Mu Lian moved before even he did.

She shoved the heir with the full force of her body, knocking him from the assassin's path just in time. The killer's blade missed Gu Yan Chen's neck by inches, slicing instead into Mu Lian's shoulder. She did not scream.

She spun around, staff raised, even as blood trickled down her back.

Gu Yan Chen, now recovered, ended the matter with a single upward strike. The final assassin collapsed at Mu Lian's feet.

When the household gathered afterward—nobles, stewards, maids and captains—they beheld a sight that none would forget:

Mu Lian, pale as snow, robes torn, shoulder bleeding freely, yet standing like a statue wrought by the gods themselves. She said nothing. She did not faint. She only looked at Gu Yan Chen, her eyes calm, unblinking.

"You... you saved me," he said, voice low.

"No," she replied, with the faintest smile. "I did what was necessary."

From that night on, none in the Gu household dared question her place.

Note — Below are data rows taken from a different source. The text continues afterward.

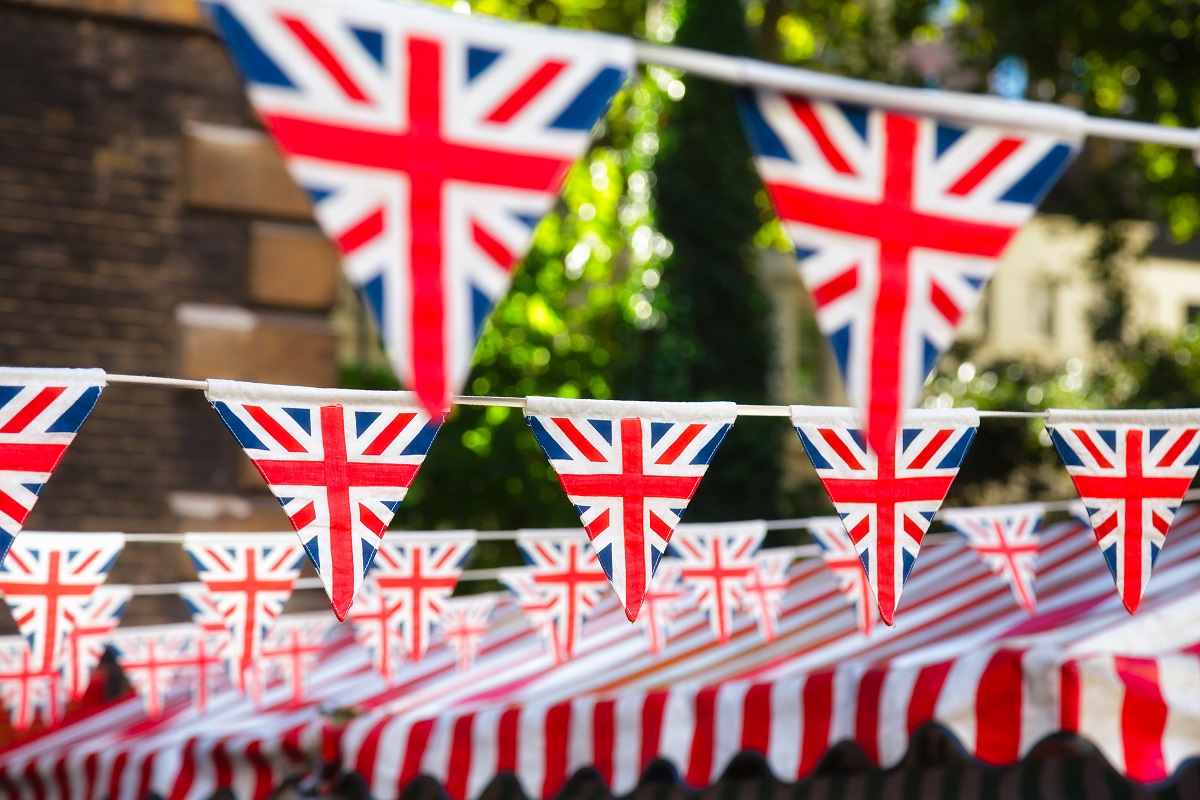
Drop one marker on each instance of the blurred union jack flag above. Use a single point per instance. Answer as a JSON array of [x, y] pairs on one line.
[[886, 503], [898, 222], [1005, 539], [1132, 470], [30, 692], [41, 410], [89, 637], [249, 578], [430, 144], [561, 585], [839, 555], [630, 469], [717, 561], [48, 581], [463, 623], [413, 576], [340, 462]]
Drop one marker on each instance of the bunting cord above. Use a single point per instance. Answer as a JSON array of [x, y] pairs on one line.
[[743, 72]]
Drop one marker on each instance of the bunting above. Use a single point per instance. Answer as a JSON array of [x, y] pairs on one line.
[[430, 144], [48, 581], [29, 691], [886, 503], [562, 583], [1132, 470], [1003, 539], [89, 639], [898, 223], [340, 463], [249, 578], [412, 577], [292, 649], [163, 662], [665, 600], [630, 469], [762, 596], [717, 560], [841, 559], [463, 624], [41, 410]]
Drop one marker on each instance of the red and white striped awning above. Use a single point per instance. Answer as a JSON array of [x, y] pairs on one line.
[[963, 656]]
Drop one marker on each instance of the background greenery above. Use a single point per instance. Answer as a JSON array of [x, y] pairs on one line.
[[641, 283]]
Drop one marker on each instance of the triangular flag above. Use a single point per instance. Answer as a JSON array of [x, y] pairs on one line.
[[48, 579], [340, 462], [630, 470], [165, 661], [899, 221], [562, 584], [430, 144], [887, 503], [250, 578], [413, 575], [87, 643], [463, 623], [664, 601], [717, 561], [29, 692], [41, 410], [292, 650], [762, 596], [1003, 539], [841, 559], [1132, 470]]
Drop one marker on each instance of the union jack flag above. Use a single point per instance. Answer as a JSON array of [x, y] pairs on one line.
[[41, 410], [249, 578], [630, 470], [665, 600], [562, 584], [898, 222], [431, 145], [717, 561], [412, 577], [30, 692], [48, 579], [163, 662], [841, 559], [463, 624], [340, 462], [293, 648], [887, 503], [88, 641], [1132, 470], [1005, 540], [762, 595]]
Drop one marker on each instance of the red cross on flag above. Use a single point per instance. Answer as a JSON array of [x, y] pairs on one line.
[[630, 469], [887, 501], [1132, 470], [249, 578], [88, 641], [48, 581], [899, 221], [431, 145], [762, 596], [30, 692], [841, 559], [340, 463], [717, 561], [562, 585], [463, 625], [1003, 539]]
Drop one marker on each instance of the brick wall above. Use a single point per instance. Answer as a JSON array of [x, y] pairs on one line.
[[148, 227]]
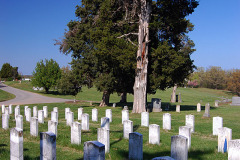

They whispered tales of her old life—of a noble bloodline perhaps hidden, or some far-off prince's sister cast down by misfortune. They brought her fresh silk robes and ointments, and bowed lower than they did the ladies of the house. Even Old Cook Li wept into her sleeves and demanded someone bring the girl dumplings.

As for Gu Yan Chen, something in him had changed.

He began to linger longer by the training yard—not just to instruct the soldiers, but to watch her. When she walked past, he sometimes turned to follow, his brow furrowed in thought. And once—just once—he left a single peach blossom at her door, though neither of them ever mentioned it.